La France a agi au niveau européen en portant, l’année dernière, lorsqu’elle présidait l’Union européenne, un règlement sur les services numériques. Il s’agit d’un texte majeur, qui fait entrer les grandes plateformes dans l’ère de la responsabilité en leur imposant un certain nombre d’obligations et d’interdictions d’ordre général. Elles ont par exemple l’obligation de modérer les contenus illicites, de faire auditer leurs algorithmes par des autorités tierces et de partager leurs données avec les chercheurs, afin que puissent être identifiées et qualifiées les dérives que nous dénonçons aujourd’hui. Pour protéger l’enfance en ligne, elles ont également l’obligation de publier les conditions générales d’utilisation d’une manière facilement compréhensible par des enfants, d’assurer le plus haut niveau de sécurité, de sûreté et de protection de la vie privée pour les enfants, et il leur est interdit de faire de la publicité ciblée sur les mineurs.
Ces obligations et interdictions seront sanctionnées par des amendes pouvant aller jusqu’à 6 % de leur chiffre d’affaires mondial, voir jusqu’au bannissement en cas de manquements répétés.
Nous avons agi, mais il nous faut aller plus loin. Nous le faisons avec le projet de loi visant à sécuriser et réguler l’espace numérique, qui a été examiné en commission spéciale avant-hier au Sénat, et qui y sera débattu la semaine prochaine en séance publique.
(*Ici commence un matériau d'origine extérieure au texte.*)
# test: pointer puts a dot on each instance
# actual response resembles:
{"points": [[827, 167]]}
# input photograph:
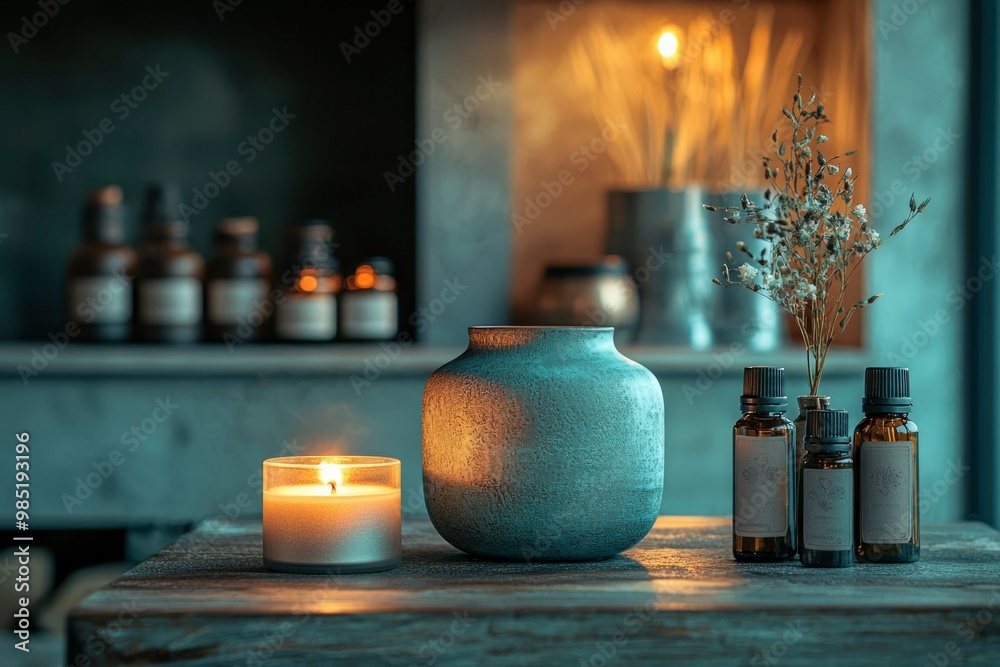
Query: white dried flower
{"points": [[748, 273], [806, 291]]}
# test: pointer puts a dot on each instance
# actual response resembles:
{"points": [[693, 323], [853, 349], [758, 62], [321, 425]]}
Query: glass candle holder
{"points": [[332, 514]]}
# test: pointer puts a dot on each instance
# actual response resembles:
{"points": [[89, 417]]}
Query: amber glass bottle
{"points": [[100, 272], [170, 274], [887, 521], [826, 492], [369, 307], [237, 280], [763, 470]]}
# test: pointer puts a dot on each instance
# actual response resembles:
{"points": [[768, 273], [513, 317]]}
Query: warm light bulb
{"points": [[669, 46], [331, 473]]}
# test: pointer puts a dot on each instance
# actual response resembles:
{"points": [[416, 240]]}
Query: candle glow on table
{"points": [[332, 514]]}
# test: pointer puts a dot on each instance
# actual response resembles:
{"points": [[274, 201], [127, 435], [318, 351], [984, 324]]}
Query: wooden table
{"points": [[677, 598]]}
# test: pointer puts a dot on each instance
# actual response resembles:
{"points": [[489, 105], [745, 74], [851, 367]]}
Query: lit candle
{"points": [[331, 515]]}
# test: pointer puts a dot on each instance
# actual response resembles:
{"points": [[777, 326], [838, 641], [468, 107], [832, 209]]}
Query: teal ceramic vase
{"points": [[543, 444]]}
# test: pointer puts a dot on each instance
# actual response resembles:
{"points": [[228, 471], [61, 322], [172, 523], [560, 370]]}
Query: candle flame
{"points": [[331, 473]]}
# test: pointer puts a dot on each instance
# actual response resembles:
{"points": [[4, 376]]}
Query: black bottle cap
{"points": [[827, 429], [104, 215], [162, 205], [887, 390], [763, 387]]}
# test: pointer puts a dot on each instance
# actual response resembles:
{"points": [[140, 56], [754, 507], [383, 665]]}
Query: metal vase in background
{"points": [[665, 237], [741, 316]]}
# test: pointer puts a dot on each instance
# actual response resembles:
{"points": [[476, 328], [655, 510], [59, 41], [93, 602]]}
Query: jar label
{"points": [[369, 314], [230, 301], [170, 301], [101, 300], [307, 317], [760, 502], [886, 492], [828, 509]]}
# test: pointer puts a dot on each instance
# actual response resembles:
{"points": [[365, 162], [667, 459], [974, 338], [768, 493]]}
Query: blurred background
{"points": [[516, 162]]}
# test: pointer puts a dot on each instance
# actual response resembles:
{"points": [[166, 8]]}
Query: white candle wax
{"points": [[355, 529]]}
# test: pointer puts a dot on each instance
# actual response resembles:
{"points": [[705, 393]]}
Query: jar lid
{"points": [[612, 265]]}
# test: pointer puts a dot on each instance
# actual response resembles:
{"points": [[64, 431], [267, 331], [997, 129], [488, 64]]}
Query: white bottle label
{"points": [[828, 509], [101, 300], [307, 317], [369, 314], [760, 503], [170, 301], [230, 301], [886, 492]]}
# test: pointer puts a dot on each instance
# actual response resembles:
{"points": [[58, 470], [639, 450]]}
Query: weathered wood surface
{"points": [[677, 598]]}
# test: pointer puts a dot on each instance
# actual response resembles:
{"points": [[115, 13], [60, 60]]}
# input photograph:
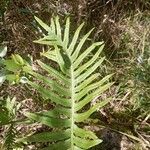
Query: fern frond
{"points": [[70, 88]]}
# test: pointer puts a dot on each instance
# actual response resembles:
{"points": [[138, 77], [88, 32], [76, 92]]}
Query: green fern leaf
{"points": [[71, 87]]}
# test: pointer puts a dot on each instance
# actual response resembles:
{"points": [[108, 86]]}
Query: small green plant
{"points": [[8, 111], [11, 69], [70, 85]]}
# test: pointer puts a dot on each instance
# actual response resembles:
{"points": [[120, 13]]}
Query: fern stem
{"points": [[72, 107]]}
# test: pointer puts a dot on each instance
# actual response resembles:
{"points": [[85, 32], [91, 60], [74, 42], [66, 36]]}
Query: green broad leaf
{"points": [[80, 117], [49, 121], [43, 25], [47, 136], [18, 59], [75, 38], [86, 144], [3, 51], [77, 50], [12, 78], [23, 80]]}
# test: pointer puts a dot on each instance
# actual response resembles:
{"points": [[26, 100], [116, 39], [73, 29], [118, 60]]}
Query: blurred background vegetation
{"points": [[124, 25]]}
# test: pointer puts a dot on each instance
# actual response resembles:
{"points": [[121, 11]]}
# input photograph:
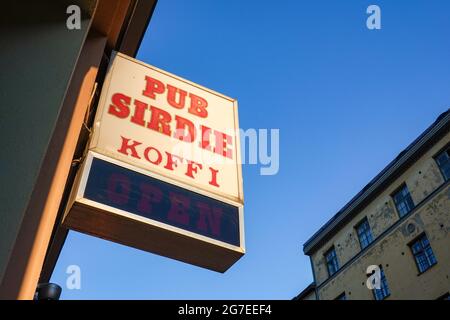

Ce texte tire les leçons d’un certain nombre de travaux, notamment sénatoriaux, sur l’exposition des mineurs à la pornographie – auxquels Mme la rapporteure a contribué de manière appréciable – ou sur la souveraineté numérique et l’équité commerciale dans le marché de l’informatique en nuage.
Nous le ferons aussi avec ce texte, qui vise à ce que, désormais, les grandes plateformes de réseaux sociaux vérifient l’âge de leurs utilisateurs et, lorsque ces utilisateurs auront moins de 15 ans, recueillent le consentement parental. C’est un texte fondamental, car, s’agissant de la protection des mineurs en ligne, la mère des batailles, c’est bien la vérification de l’âge.
Après que cette proposition de loi a été adoptée à la quasi-unanimité de l’Assemblée nationale, puis à l’unanimité au Sénat, le texte de la commission mixte paritaire a été adopté, lui aussi, à l’unanimité. C’est la démonstration éclatante, s’il en était besoin, que, lorsque l’intérêt supérieur de l’enfant est en jeu, le Parlement sait trouver les voies du consensus.
Pour la suite, soyez assurés, madame la rapporteure, mesdames, messieurs les sénateurs, qu’avec Mme la secrétaire d’État chargée de l’enfance, nous veillerons à ce que ce texte puisse s’appliquer dans les meilleurs délais, de manière que nos enfants soient mieux protégés en ligne.
Je vous invite donc, évidemment, à le voter.